France would expand and consolidate its eastern frontiers when Lorraine and Bar devolved to Louis XV through his wife Maria upon Stanisław’s death in 1766. The former Polish king was very popular, and his reign, centering around his glittering court at Lunéville (which was dubbed “Little Versailles”), is considered a period of prosperity and cultural achievement in Lorraine. Charles Emmanuel III was outraged at what he perceived as Fleury’s undervaluation of his contribution as an ally by conceding him a paltry strip of western Lombardy. His outrage was a factor in his decision to shift his support from France to Austria during the War of the Austrian Succession. France’s adherence to the Pragmatic Sanction is considered a foundation stone of what was later termed the “Diplomatic Revolution” with Austria, whereby the former arch-enemies were to forge an alliance of mutual interests that would endure until the French Revolution.
Bibliography
Bernier, Olivier. Louis the Beloved: The Life of Louis XV. Garden City, N.Y.: Doubleday, 1984. Louis as portrayed the largely passive beneficiary of Fleury’s efforts during the Vienna negotiations.

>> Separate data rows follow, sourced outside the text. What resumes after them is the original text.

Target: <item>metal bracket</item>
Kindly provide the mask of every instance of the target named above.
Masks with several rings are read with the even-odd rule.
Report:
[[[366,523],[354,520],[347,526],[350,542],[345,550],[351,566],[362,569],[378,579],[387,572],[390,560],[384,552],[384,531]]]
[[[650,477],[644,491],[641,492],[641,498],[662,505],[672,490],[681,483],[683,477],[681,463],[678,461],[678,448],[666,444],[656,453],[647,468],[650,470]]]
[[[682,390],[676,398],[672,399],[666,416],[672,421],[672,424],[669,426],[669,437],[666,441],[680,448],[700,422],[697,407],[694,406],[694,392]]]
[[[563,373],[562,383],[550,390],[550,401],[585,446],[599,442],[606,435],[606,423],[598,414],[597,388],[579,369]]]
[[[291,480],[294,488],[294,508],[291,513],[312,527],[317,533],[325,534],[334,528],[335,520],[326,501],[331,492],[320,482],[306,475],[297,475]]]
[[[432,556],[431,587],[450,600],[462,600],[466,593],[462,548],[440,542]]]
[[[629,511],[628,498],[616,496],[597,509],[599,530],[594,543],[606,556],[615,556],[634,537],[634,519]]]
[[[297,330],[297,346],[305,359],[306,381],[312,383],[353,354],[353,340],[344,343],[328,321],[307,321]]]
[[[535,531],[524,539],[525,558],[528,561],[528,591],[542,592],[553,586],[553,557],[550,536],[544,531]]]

Hayes, Carlton J. H. Modern Europe to 1870. New York: Macmillan, 1967. Solid, succinct general history that nonetheless very effectively places the provisions of the 1738 Treaty of Vienna within the broader context.
Imbruglia, Girolamo, ed. Naples in the Eighteenth Century: The Birth and Death of a Nation-State. Cambridge, England: Cambridge University Press, 2000. Deals in part with the transition from Habsburg to Bourbon rule brought about by the Treaty of Vienna.

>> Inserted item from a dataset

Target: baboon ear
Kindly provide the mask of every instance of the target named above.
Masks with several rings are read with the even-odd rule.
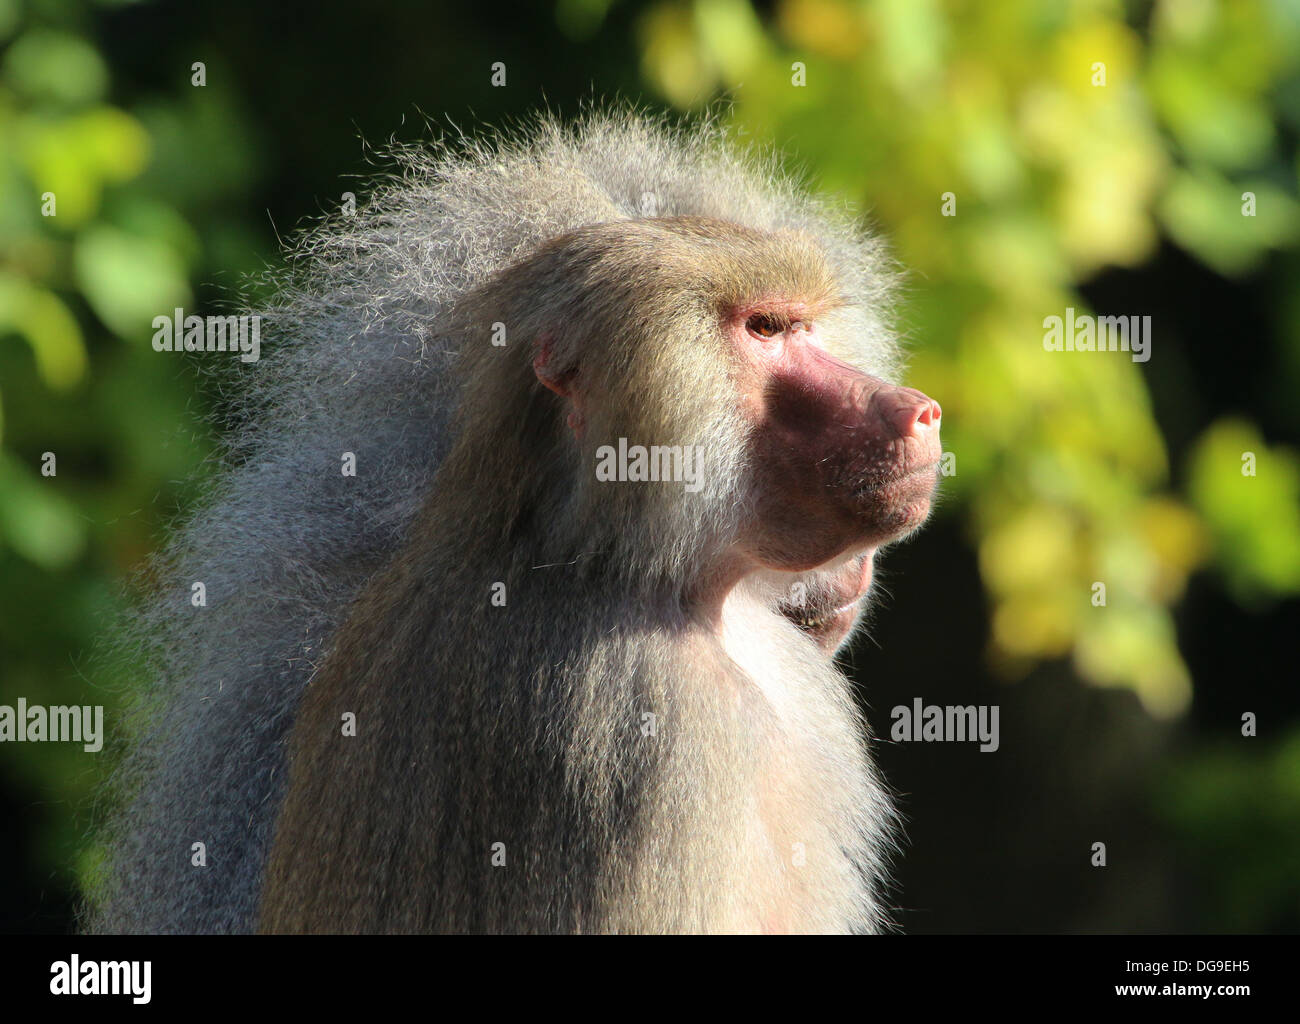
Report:
[[[564,370],[559,368],[555,359],[555,336],[549,331],[537,339],[537,352],[533,356],[533,373],[545,388],[566,400],[569,427],[575,437],[582,437],[586,419],[583,414],[582,395],[577,387],[578,371],[576,368]]]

Kamen, Henry. Philip V of Spain: The Man Who Reigned Twice. New Haven, Conn.: Yale University Press, 2001. Concise account of the interaction between the comparatively passive Philip and his bellicose queen. Brings to light their burning resentment against France for allowing the loss of Parma to Austria.
Lynch, John. Bourbon Spain, 1700-1808. New York: Basil Blackwell, 1989. Good general period analysis that disappoints in that there are no details regarding the effects of the Treaty of Vienna.
Reddaway, W. F., et al. The Cambridge History of Poland, 1697-1935. New York: Octagon Books, 1978. Classic study (in the chapters written by William Konopcynski) presenting the Vienna agreement as a watershed event on the road to Poland’s destruction in the late eighteenth century.
Wilson, Arthur McCandless. French Foreign Policy During the Administration of Cardinal Fleury, 1726-1743: A Study in Diplomacy and Commercial Development. Westport, Conn.: Greenwood Press, 1972. A thorough analysis of the motivations and maneuverings of the most one of the most skilled diplomatic practitioners of the era.